Sabah namazının vakti gelmişti. Hazret-i Ömer mihrâba geçmiş, bir taraftan namaz kıldırıyor, bir taraftan da ağlıyordu. Ağladığı için insanlar ne okuduğunu tam olarak anlayamıyordu. Selâm verince:

“–Yazıklar olsun Ömer’e! Kim bilir ne kadar müslüman evlâdına sıkıntı verdi!” dedi. Sonra bir münâdîye emretti ve; “Çocuklarınızı sütten kesmek için acele etmeyin! Çünkü İslâm üzere doğan her çocuğa maaş bağlanacaktır.” diye îlân ettirdi. Daha sonra da bu tâlimâtı yazdırarak bütün İslâm beldelerine gönderdi. (İbn-i Sa’d, III, 301; İbnü’l-Cevzî, Menâkıb, s. 77)

BİRBİRİMİZDEN MES'ÛLÜZ

 Yetimhânelerdeki kimsesizlerden, sokakların insafına terk edilmiş tinerci çocuklara ve uyuşturucu müptelâsı gençlere kadar bütün insanlar bizim kardeşimizdir. Daha birçoğu rüşdüne ermemiş tâze bahar dalı gibi gençler, göz göre göre toplumun mezbeleliklerine itilmektedirler. Soludukları zehirle ciğerlerini yakmakta, beyinlerini ve kalbî fonksiyonlarını imhâ etmektedirler. Topluma düşman kesilerek çetelerin zorunlu elemanları hâline gelmektedirler. Onlara din, ahlâk ve vatanperverlik duygularını veremediğimiz için kendimizi vicdânen ne kadar mes’ûl hissedebiliyoruz?

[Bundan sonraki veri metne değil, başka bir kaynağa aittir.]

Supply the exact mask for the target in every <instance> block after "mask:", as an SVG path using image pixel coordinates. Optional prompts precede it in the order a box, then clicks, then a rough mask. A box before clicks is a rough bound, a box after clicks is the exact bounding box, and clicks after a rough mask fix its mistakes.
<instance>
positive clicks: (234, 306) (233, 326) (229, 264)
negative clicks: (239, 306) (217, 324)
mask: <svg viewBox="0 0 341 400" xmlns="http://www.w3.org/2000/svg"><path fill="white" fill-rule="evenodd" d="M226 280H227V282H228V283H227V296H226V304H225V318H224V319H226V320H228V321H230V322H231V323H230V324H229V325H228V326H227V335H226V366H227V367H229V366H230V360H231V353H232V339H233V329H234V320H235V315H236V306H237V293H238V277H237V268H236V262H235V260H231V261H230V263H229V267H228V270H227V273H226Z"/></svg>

İmâm-ı Âzam Hazretleri’nin komşularından ayyaş bir genç vardı. Bu genç, sabahtan akşama kadar içer, geceleri de yerinde duramaz, nâralar atıp küfürler savurarak insanları rahatsız ederdi.

Bir gece gencin nâraları duyulmadı. İmâm, gencin başına bir hâl gelip gelmediğini araştırdı. Arkadaşları, içki yüzünden kavgaya karışıp hapse atıldığını söylediler. Ebû Hanîfe Hazretleri bu duruma çok üzüldü. Hapishâneye giderek yetkililerden onu serbest bırakmalarını ricâ etti. Memurlar ancak kefâlet ile serbest bırakabileceklerini söylediler. İmâm-ı Âzam Hazretleri kefil oldu ve delikanlıyı hapisten kurtardı.

Durumu öğrenen genç, derhâl İmâm’ın yanına koşup pişmanlık gözyaşları döktü. Artık içkiye tevbe ettiğini söyledi. Bundan sonra ona lâyık bir komşu ve talebe olacağına söz verdi. Büyük İmâm, gence şefkatle baktı ve mahzun bir sesle:

“−Delikanlı; aslında seni biz ziyân ettik! Sana ulaşma gayretini gösteremedik. Asıl sen bize hakkını helâl et!” dedi.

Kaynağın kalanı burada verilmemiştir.